Continuation du même sujet.


Charlemagne & ses premiers successeurs craignirent que ceux qu’ils placeroient dans des lieux éloignés ne fussent portés à la révolte ; ils crurent qu’ils trouveroient plus de docilité dans les ecclésiastiques : ainsi ils érigerent en Allemagne[1] un grand nombre d’évêchés, & y joignirent de grands fiefs. Il paroît, par quelques chartres, que les clauses qui contenoient les prérogatives de ces fiefs n’étoient pas différentes de celles qu’on mettoit ordinairement dans ces concessions[2], quoiqu’on voie aujourd’hui les principaux ecclésiastiques d’Allemagne revêtus de la puissance souveraine. Quoi qu’il en soit, c’étoient des pieces qu’ils mettoient en avant contre les Saxons.
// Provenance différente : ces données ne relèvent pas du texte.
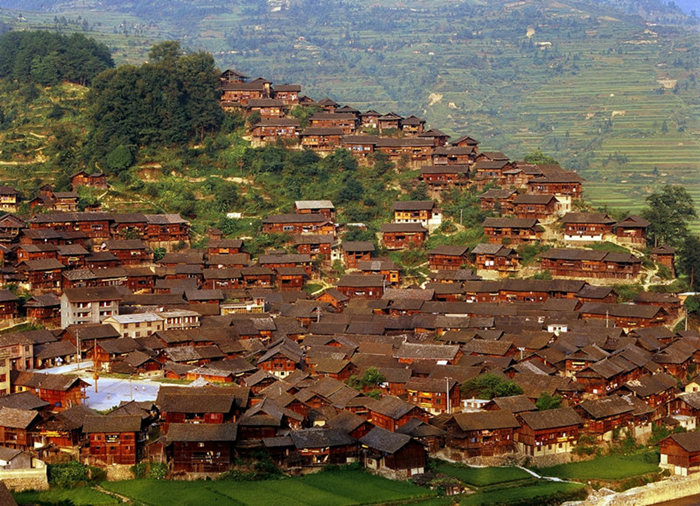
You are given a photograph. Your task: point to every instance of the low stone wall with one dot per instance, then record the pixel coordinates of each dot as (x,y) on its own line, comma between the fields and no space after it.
(19,480)
(653,493)
(118,472)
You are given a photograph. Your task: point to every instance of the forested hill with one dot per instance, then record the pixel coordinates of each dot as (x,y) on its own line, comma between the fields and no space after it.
(608,87)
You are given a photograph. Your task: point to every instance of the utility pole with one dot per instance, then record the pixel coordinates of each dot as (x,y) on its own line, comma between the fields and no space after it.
(77,346)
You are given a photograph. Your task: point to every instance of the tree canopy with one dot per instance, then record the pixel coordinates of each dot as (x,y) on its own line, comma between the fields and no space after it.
(49,58)
(171,100)
(489,385)
(670,210)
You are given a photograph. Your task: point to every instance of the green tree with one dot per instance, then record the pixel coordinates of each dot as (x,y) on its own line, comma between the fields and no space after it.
(119,159)
(689,260)
(546,401)
(538,157)
(669,212)
(490,385)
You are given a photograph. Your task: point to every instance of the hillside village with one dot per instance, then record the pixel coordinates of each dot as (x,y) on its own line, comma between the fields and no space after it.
(371,367)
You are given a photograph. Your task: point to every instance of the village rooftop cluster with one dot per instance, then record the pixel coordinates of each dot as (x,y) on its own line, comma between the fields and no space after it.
(367,370)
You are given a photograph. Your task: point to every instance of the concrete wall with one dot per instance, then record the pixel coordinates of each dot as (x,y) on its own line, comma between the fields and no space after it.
(25,479)
(653,493)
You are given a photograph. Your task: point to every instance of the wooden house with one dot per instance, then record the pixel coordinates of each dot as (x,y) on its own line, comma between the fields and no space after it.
(282,359)
(320,446)
(360,145)
(8,199)
(582,263)
(435,395)
(512,230)
(9,305)
(60,391)
(94,180)
(665,255)
(165,230)
(288,260)
(586,227)
(355,252)
(632,230)
(498,200)
(415,211)
(114,439)
(323,139)
(203,448)
(268,130)
(602,416)
(298,224)
(399,454)
(418,150)
(390,413)
(17,427)
(436,137)
(287,93)
(315,245)
(482,434)
(324,207)
(412,125)
(266,107)
(541,207)
(238,93)
(548,432)
(403,235)
(627,316)
(361,286)
(201,405)
(453,155)
(448,257)
(388,269)
(42,275)
(496,257)
(45,309)
(681,453)
(370,119)
(442,177)
(389,121)
(346,122)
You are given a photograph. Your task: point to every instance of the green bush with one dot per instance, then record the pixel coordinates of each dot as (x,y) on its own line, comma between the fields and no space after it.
(68,475)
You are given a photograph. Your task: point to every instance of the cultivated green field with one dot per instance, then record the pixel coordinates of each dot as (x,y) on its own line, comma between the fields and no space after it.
(328,488)
(609,467)
(482,476)
(533,494)
(83,496)
(609,90)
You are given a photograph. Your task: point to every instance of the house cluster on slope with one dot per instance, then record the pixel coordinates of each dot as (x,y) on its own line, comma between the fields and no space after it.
(367,370)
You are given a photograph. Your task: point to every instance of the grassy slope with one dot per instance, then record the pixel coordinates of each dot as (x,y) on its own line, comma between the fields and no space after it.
(592,99)
(482,476)
(82,496)
(610,467)
(332,488)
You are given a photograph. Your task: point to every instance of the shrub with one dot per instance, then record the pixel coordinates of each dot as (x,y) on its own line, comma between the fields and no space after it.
(68,475)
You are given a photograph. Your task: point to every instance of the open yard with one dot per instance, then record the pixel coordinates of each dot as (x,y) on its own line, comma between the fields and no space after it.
(482,476)
(531,494)
(82,496)
(327,488)
(609,467)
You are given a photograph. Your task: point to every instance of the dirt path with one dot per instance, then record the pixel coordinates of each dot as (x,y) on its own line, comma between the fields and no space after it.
(122,498)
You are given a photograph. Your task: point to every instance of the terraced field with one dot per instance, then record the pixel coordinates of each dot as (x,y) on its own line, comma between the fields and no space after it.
(600,90)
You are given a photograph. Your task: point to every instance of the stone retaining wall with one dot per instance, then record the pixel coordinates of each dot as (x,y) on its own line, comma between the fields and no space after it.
(25,479)
(653,493)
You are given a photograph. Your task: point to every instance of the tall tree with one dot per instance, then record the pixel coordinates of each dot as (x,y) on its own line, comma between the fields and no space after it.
(670,209)
(200,86)
(689,260)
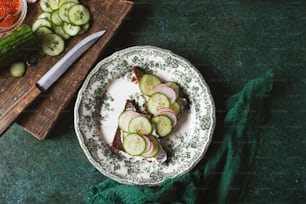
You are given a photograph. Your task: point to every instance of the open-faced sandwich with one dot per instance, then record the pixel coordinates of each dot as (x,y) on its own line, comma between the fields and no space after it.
(141,126)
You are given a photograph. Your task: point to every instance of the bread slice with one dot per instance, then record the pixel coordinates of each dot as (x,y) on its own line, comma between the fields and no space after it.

Ce qu’ils ne pouvoient attendre de l’indolence ou des négligences d’un leude, ils crurent qu’ils devoient l’attendre du zele & de l’attention agissante d’un évêque : outre qu’un tel vassal, bien loin de se servir contr’eux des peuples assujettis, auroit au contraire besoin d’eux pour se soutenir contre ses peuples.


  1. Voyez, entr’autres, la fondation de l’archevêché de Brême, dans le capitulaire de 789, édit. de Baluze, p. 245.
  2. Par exemple, la défense aux juges royaux d’entrer dans le territoire pour exiger les freda & autres droits. J’en ai beaucoup parlé au livre précédent.